Sequel to Sword of Fire and Sea (2011), video-game designer Hoffman's venture into text fantasy.
Andovar, a world where air, fire, earth and water magic all work, is inhabited not just by humans but various tribes of gryphons, birdlike seridi, dryads, gods and what-all. Vidarian Rulorat, gifted with both fire and water magic he can't control, opened—mysteriously, especially if you haven't read the first book—a gate between worlds, thus allowing elemental magic to reawaken. Now, magically-powered flying ships roam the skies; robots built centuries ago have revived.
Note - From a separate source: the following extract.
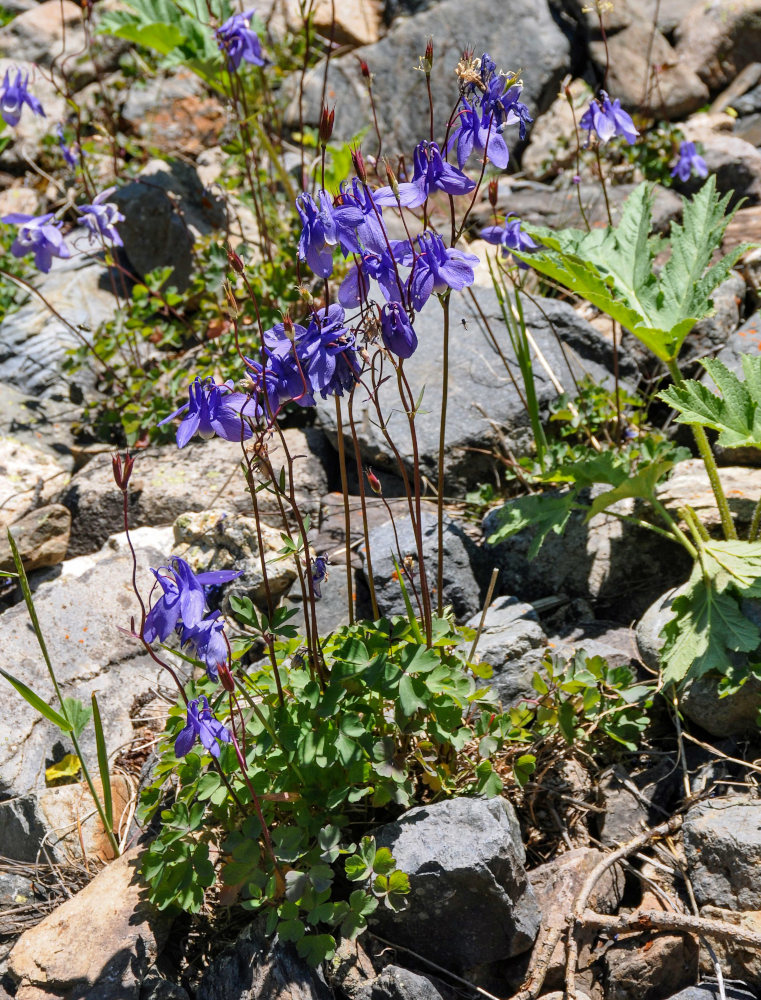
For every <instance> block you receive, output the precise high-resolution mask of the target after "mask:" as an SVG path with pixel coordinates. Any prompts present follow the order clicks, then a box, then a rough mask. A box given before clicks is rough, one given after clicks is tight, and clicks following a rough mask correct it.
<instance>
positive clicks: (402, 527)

Trade is controlled by the Alorean Import Company, most of whose directors, rendered immortal through hoarded magics, dropped dead when the gate opened. Numerous conflicts smolder. The spirit of Vidarian's oldest friend, Ruby, also killed when the gate opened and trapped inside one of the gems used to open the gate, wakes up and demands her body back. This might prove difficult, as she was buried at sea a while back. And Ariadel, Vidarian's curiously tepid lover, is pregnant and not speaking to him. Faced with war on several fronts, Emperor Lirien summons Vidarian to help out. Unfortunately Vidarian brings along his gryphon pals, upsetting the Alorean traditionalists. He's also visited by the Starhunter, a mystifying goddess who shows up without warning, quickly grows bored and murders people. Indeed, there's so much going on, not to mention the huge, underdeveloped cast, that it's very difficult to make sense of how, if, what or who are related. And despite the dazzling ideas, Hoffman hasn't mastered the skill of describing a widescreen magical battle rather than programming one.
Highly entertaining and baffling in equal measure.